The largest published experience with LH in humans comes from two academic centers in the United States. This experience demonstrated only one episode of CO2 embolism, which caused transient hemodynamic instability in a series of 335 resections [24].

In our experimental model, the use of lower insufflation pressures did not impair visualization. In addition, we did not detect increased blood loss in the low-pressure pneumoperitoneum groups (groups 3 and 3b). Our data demonstrated transient episodes of gas embolism in the majority of cases we managed. These episodes typically occurred during dissection near the left hepatic vein in our experiment. The emboli tended to cease at division of the left hepatic vein. In many cases, we also noted tiny, transient, subclinical emboli during parenchymal dissection. We did not observe a statistical difference in the number of animals that experienced embolic events detected by TEE between the study groups, but it is worth noting that the only animal that experienced hemodynamic compromise was in the positive gradient group (group 1).

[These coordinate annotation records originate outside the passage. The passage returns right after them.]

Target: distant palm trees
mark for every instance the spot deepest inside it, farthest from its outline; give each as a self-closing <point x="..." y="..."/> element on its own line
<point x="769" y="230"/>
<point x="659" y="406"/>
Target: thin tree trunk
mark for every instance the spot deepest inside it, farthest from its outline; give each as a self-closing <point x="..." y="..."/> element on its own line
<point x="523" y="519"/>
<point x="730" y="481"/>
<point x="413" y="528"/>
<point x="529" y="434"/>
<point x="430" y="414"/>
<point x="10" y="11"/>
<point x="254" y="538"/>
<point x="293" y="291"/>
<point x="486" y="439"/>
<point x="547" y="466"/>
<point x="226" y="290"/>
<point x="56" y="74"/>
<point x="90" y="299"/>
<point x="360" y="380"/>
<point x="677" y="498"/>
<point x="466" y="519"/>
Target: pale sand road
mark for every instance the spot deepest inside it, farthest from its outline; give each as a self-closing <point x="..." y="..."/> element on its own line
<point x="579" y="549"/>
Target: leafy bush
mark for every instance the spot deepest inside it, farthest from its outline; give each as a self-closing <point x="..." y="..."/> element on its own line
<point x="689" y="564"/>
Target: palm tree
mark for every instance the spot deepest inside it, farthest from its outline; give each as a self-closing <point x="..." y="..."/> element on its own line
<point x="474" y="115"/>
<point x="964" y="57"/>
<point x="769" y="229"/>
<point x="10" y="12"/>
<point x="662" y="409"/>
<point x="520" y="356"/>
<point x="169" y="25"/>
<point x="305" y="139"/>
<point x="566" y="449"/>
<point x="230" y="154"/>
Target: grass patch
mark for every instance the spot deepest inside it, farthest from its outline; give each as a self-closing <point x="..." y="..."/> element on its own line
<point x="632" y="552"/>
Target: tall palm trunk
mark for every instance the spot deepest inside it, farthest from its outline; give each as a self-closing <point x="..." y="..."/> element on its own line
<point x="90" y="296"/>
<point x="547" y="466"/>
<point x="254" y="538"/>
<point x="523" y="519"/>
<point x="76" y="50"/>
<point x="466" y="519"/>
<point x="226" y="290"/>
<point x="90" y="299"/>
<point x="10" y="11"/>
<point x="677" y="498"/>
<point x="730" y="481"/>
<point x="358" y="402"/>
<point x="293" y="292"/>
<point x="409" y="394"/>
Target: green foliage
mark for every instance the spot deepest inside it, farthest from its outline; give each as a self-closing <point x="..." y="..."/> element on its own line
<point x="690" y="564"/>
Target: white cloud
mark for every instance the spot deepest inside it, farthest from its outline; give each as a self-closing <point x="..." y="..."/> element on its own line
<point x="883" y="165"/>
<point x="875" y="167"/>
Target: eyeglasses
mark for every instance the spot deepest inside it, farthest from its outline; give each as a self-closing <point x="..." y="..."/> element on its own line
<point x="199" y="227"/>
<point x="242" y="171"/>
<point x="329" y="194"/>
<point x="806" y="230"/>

These data suggest that embolism of small bubbles are not likely to cause hemodynamic consequences and should be rapidly absorbed due to the solubility of CO2 in the plasma. However, large bubbles may cause a gas lock and can lead to pulmonary vascular outflow obstruction. Due to the small sample sizes in this study and the potentially catastrophic results of gas embolism, further study is recommended.